The data source is a collection of CSV files so there is no actual database. This is an integration with a decades-old legacy system based in Japan.
I have a c# function that needs to take 2 DataTables
and 2 column names as params. My function needs to do the equivalent of an INNER JOIN
on these 2 datatables, and then return all columns from the first table, and only the "joined column" from the second table.
The schemas (read: columns) of these datatables won't be known until runtime, so the function cannot have any hardcoded column names. My function at last needs to return a new DataTable with the inner-joined data, and a DISTINCTed resultset based on the select list as just specified.
Here is my [modified] attempt, which seems to produce a promising resultset:
public static DataTable JoinDataTables2(DataTable dt1, DataTable dt2, string table1KeyField, string table2KeyField) {
DataTable result = ( from dataRows1 in dt1.AsEnumerable()
join dataRows2 in dt2.AsEnumerable()
on dataRows1.Field<string>(table1KeyField) equals dataRows2.Field<string>(table2KeyField)
select dataRows1).CopyToDataTable();
return result;
}
I call it like this:
Common.JoinDataTables2(dtCSV, _dtModelOptions, "CMODEL", "ModelID");
My objective is to perform an inner join like in a physical database, with a distincted resultset based on the resultset specified above. You may wonder why I'm not simply doing the join in the database. It's because there is no database; the data comes from CSV files generated from a third-party system.
So I have 3 remaining problems:
- I'm unsure whether the resultset I'm getting back is correct based on INNER JOIN behavior.

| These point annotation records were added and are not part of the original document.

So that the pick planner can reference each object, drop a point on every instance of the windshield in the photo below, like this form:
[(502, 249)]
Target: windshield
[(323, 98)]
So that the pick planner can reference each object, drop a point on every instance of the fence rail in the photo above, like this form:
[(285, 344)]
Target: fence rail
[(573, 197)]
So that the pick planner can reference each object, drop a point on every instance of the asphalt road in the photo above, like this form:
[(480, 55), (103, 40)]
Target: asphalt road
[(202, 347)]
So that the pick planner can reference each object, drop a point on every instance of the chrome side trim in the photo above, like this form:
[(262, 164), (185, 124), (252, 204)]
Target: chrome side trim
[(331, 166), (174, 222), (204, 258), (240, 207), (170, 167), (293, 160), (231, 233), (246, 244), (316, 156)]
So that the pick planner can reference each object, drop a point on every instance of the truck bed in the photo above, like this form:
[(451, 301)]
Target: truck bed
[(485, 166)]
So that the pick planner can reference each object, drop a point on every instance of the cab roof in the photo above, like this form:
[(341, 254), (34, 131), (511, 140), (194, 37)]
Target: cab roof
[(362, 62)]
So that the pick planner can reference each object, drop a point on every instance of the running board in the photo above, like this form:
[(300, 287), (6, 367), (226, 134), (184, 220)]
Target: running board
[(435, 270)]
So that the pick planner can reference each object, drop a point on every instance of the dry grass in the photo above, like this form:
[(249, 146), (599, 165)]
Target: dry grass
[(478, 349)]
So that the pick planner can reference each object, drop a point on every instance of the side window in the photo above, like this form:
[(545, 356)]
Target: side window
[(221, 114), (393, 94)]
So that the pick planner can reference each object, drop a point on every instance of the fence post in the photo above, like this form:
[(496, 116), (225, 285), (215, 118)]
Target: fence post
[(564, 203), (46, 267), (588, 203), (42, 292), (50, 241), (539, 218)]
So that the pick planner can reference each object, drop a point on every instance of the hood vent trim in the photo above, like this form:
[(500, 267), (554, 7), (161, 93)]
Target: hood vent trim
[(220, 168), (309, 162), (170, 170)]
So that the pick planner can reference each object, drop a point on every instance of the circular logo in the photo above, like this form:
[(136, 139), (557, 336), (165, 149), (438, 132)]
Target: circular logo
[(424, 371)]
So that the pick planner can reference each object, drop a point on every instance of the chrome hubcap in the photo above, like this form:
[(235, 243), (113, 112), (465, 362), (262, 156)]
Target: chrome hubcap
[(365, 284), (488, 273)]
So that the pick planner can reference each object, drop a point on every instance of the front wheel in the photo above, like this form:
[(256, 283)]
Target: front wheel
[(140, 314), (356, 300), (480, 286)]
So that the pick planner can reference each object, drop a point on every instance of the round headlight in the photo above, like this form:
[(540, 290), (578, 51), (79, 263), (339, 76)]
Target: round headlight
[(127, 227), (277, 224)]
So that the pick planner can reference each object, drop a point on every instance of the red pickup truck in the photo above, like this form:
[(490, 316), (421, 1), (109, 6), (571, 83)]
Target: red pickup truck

- The select list doesn't include the "join column" for the 2nd datatable (in this particular example, that would be "ModelID"), and I need it to. Once it does that, I can confirm that the CMODEL values match the ModelID values, and thus confirm that I have a valid join. (That's just 1 scenario, it will be different, so no column names can be hardcoded in the function.)
- How to DISTINCT the resultset?
Here's one concrete example from my system, but again, the datatables and schemas will all be different:
dtCSV columns:
- CMODEL
- CATT_CD
- NSTAND
- CAPPLY1
- CAPPLY2
- DREFIX_D
_dtModelOptions columns:
- SeriesID
- ModelID
- OptionID
What changes do I need for my function so that:
- It does an INNER JOIN and a DISTINCT (is it doing this already?)
- It selects all columns from the first table and only the "join-column" from the second table(currently it only gets the first table's columns)
- Performance is as fast as possible (I was previously
foreach
ing through records to achieve the join, and that approach was terribly slow.)